About the clinic I was wheeled in my wheel-chair. About and about. From this department to that. My eyes were no longer half-sealed by drugs. Full of drugs, I was nevertheless alertly, probingly full-visioned. I was stuffed down claustrophobic tubes and X-rayed; erected into unnatural positions and X-rayed; my blood tested and retested; my urine pored over. Each morning for five mornings in a row I was told that the cancer I was dying from wasn’t the cancer they’d hypothesized the day before, it was a different, more lethal form of cancer. I recall a tableau that has a Rembrandt-like majesty to it, The Nightwatch, or the post-mortem canvas. Five doctors were grouped around me as I sat slumped in a chair in my cell. One of these, my personal GP, was palely withdrawn, attempting concealement. Beside me was a boisterously South African dandy; next to him his personal assistant, another dandy and so regally camp that he must have been the Queen of the clinic; also in attendance an Oriental, smiling and Korean-looking. A hand from one of these was on my knee. A voice was whispering compassionately that I had possibly two years, but six months was more likely, to live. “We’ve got to face the reality of this,” said dandy, S.A., who didn’t have to face “the reality of this”, except by proxy. The Korean grinned. My own GP receded almost out of the room, by an act of will. And there, framed in Rembrandt, was I, facing the issue of mortality.
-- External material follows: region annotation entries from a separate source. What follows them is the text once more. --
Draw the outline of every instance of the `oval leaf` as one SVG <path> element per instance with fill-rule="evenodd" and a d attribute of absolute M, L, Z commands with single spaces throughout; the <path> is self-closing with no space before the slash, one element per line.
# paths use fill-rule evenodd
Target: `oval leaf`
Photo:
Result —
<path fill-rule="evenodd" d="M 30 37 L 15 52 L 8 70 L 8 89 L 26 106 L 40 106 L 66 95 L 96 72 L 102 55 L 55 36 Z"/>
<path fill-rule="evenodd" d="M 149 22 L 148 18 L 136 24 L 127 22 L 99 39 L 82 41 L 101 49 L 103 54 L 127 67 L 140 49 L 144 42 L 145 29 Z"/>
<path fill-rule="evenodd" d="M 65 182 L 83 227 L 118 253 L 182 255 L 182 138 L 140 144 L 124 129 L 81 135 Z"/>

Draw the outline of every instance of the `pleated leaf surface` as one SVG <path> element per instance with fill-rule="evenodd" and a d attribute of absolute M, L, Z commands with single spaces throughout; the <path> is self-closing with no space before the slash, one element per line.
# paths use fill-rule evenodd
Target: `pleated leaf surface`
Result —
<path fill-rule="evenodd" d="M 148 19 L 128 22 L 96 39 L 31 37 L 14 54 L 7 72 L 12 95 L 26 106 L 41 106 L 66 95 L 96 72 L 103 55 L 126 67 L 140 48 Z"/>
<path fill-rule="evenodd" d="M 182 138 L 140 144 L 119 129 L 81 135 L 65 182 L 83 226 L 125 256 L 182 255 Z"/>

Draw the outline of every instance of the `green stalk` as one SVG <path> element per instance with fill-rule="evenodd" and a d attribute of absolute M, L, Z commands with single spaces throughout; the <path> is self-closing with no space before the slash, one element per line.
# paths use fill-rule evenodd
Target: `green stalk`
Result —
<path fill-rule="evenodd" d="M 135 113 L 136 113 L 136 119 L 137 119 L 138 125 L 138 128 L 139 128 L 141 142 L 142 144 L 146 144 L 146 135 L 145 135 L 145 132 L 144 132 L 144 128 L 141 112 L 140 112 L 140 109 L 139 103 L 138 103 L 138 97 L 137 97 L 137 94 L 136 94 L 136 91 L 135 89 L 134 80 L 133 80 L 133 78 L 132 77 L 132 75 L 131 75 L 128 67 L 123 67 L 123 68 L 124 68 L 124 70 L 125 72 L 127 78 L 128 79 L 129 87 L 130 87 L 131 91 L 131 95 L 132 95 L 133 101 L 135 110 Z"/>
Well, they got it wrong. Two aneurisms is all they could come up with, along with the news that I could get all this disinformation and misdiagnosis free, on my health insurance. And why not? After all, I’d ceased to be simply a chain-smoking drunk, I’d been turned by their expertise into an immediate pre-mortem. When I came out of the clinic I contracted pneumonia, which a sensible and clear-voiced doctor informed me I’d probably picked up during the clinic’s enthusiastic foraging for cancer. “Clinics, hospitals – those are the places you usually catch something serious,” he said, “when you’re being treated for something not particularly serious Even if brought on by yourself.”
A short time after being reprieved from – But almost killed by – an illness I never had, I found myself coming back to where I began twenty-five years ago (but not to the day). The hero of Otherwise Engaged, whom I both respect and despise, refuses to answer any important questions about his life, including the central question of whether he wants to live or die. My last year’s experiences led me to wonder how Simon Hench would respond to the catastrophes and absurdities of life a quarter of a century on. Hence Hench again (and Alan Bates again), in Simply Disconnected. We’ll see how he makes out. Those of us who are prepared to buy tickets.
For myself, if it’s of any interest – I’m still drinking more than I should, smoking more than I should, but at least I’m presently immune from the worst health-hazard of my life: the medical profession.